Climate changes have increased the occurrence of infectious diseases in some natural and agricultural systems, and developing predictive early-warning systems will be crucial to combat their spread. A review article in the Aug. 2 issue of Science presents the current state of the science and forecasting recommendations.
In the paper, Drew Harvell, Cornell professor of ecology and evolutionary biology, offered evidence of marine infectious diseases in coral, abalone and oysters, for example, and cases of forecasting and mitigation for those diseases.
In gorgonian corals, also known as sea fans, warmer temperatures increase defenses, but also lead to faster replication for coral pathogens and changes in associated bacteria. The sea fan system has become a model system for Harvell’s work to link changes in coral immunity to climate events. Disease outbreaks have coincided with warmer sea temperatures in the Caribbean, and warming has led to the emergence of new pathogens that have greatly reduced coral populations and led to ecosystem-wide repercussions, according to the paper.
Such once-dominant species as herbivorous abalone in California waters have been “knocked back to near extinction” due to warming-driven rickettsial disease, which has led to shifts across the food chain in California, Harvell said.
In another example, protist infections of seagrass have correlated with warming, leading to degraded nursery habitats for fish and migratory waterfowl and the extinction of the eelgrass limpet, according to the review. Work is also underway in the Harvell lab to study seagrass declines in the Pacific Northwest.
“Diseases are notoriously difficult to manage, particularly in the ocean, so trying to get ahead of them with forecasting is important for developing management strategies,” said Harvell. “Disease outbreaks are like lightning strikes: By the time you implement sampling, it can be over, so advance warnings are vital.”

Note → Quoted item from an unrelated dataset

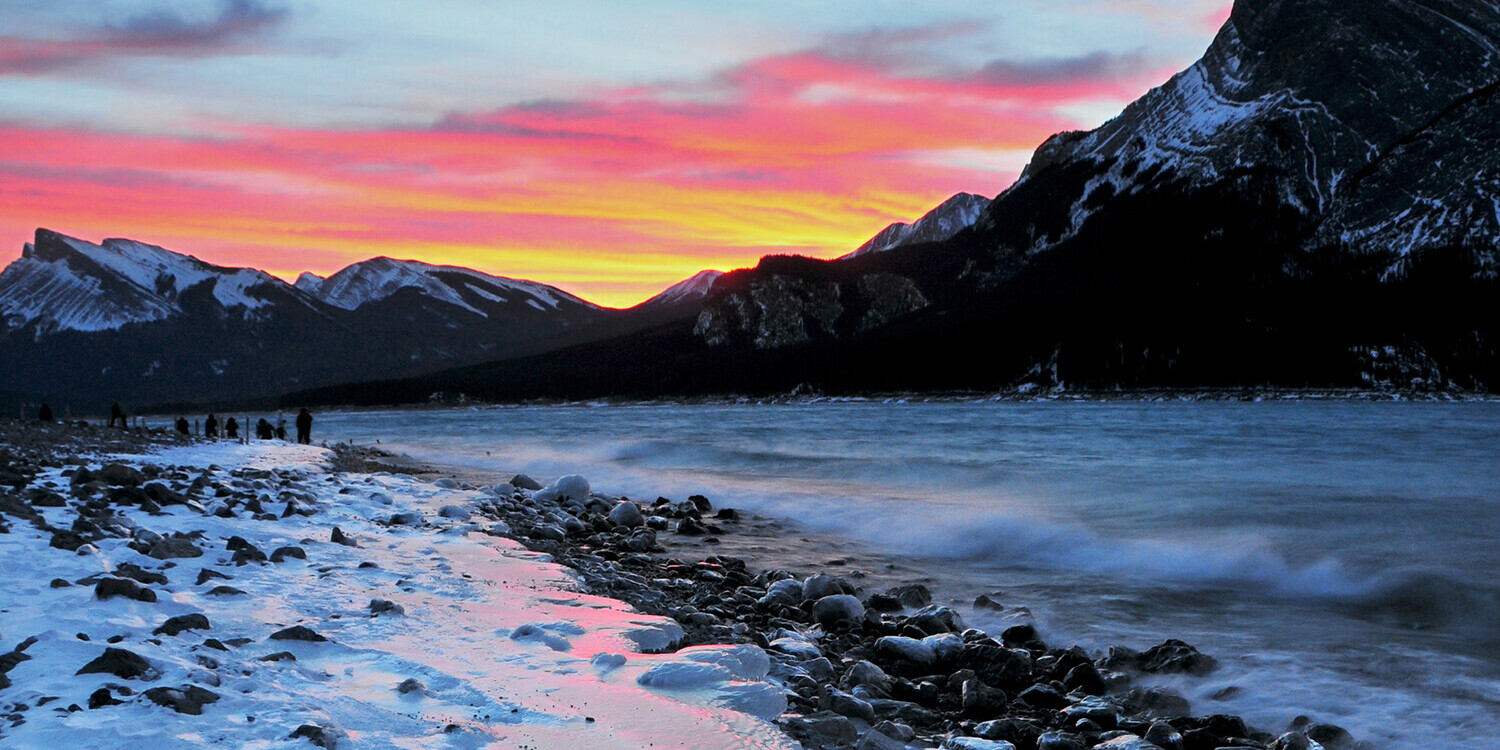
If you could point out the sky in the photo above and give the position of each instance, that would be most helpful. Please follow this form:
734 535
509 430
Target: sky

Marine climate resilience programs rely on the National Oceanic and Atmospheric Administration’s coral bleaching forecasting programs and are leading to the development of coral disease predictive algorithms. With the help of forecasting, when outbreaks occur, marine managers close reefs to humans to reduce disease transmission and stress, cull parts of diseased colonies and increase surveillance. And to make marine ecosystems more resilient to disease, efforts include developing no-fishing zones and reducing land-based pollution that can introduce new pathogens, the article reports.
Documenting climate and marine disease links in the Science analysis was made possible by previous work done by Harvell, Cornell postdoctoral researcher Colleen Burge, and an international team through a Research Coordination Network (RCN) grant published in June in the Annual Review of Marine Science on climate change drivers of marine infectious diseases.

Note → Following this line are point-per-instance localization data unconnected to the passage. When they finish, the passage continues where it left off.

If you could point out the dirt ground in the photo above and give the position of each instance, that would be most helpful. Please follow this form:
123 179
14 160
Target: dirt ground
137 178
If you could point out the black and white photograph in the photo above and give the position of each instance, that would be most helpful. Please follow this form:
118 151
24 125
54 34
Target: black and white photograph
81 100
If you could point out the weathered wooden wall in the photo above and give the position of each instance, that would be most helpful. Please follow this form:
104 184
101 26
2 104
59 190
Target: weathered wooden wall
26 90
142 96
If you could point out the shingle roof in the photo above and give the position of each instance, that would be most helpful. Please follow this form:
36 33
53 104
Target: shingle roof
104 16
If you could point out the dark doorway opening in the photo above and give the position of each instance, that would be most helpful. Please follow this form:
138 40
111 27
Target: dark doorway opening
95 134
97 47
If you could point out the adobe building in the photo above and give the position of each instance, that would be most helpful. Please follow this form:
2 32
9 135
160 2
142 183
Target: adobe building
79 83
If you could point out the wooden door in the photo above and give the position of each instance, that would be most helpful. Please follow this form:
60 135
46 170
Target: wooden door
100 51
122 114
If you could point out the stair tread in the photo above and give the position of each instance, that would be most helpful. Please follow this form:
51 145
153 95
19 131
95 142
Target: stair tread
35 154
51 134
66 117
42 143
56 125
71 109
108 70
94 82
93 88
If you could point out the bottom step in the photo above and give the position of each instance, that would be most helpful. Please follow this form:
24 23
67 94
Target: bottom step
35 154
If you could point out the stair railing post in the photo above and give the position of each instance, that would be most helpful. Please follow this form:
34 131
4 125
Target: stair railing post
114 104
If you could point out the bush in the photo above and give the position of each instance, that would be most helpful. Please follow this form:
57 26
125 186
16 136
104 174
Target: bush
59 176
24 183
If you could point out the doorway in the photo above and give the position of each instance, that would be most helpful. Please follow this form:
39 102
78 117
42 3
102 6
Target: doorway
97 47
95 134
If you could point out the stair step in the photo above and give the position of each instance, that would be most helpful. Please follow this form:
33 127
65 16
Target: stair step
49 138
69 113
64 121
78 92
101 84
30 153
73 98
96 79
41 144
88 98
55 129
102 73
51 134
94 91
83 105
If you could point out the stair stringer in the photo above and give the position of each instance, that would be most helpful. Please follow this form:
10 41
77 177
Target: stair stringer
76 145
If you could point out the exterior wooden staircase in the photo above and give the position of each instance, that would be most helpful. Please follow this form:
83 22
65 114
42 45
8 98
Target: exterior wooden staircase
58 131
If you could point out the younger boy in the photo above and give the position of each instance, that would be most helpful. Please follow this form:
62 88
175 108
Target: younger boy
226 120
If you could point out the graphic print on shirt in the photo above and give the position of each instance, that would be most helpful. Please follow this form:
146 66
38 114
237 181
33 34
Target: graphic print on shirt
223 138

Such research is important because some of the biggest insights into diseases sensitive to climate changes come from marine systems.
That’s partly because corals, oysters and abalones, for example, are cold-blooded, making them sensitive to temperature changes caused by warming climate, and disease in these sessile organisms is easier to detect, Harvell said. It is much harder to identify climate-linked disease outbreaks in warm-blooded creatures that regulate their own temperature, or when organisms are highly mobile, as with fish and land animals.

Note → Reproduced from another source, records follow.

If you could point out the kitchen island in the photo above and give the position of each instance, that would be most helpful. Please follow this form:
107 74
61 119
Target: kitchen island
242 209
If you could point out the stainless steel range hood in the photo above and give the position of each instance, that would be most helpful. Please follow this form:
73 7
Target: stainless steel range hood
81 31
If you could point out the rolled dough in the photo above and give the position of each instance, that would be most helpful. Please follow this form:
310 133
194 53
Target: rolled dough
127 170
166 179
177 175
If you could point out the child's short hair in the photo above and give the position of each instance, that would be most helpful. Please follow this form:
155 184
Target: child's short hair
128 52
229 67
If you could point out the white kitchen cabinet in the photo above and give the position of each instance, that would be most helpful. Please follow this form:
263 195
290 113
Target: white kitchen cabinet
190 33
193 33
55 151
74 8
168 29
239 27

Anticipating and monitoring human diseases pose the biggest challenges. For example, while climate facilitates the spread of mosquito vectors in warmer conditions in a disease like malaria, forecasting and tracking is offset by socioeconomics and human management of mosquitoes. Better forecasting and prevention of such diseases will require long-term ecological studies of pathogens, vectors and hosts and their past distributions, and new computer models that integrate dynamics of climate with epidemiology, ecology and physiology.
Sonia Altizer, an ecologist at the University of Georgia, was lead author of the Science paper. The study was funded by the National Science Foundation.
An award from Cornell’s Atkinson Center for a Sustainable Future led to initial work that facilitated the RCN grant.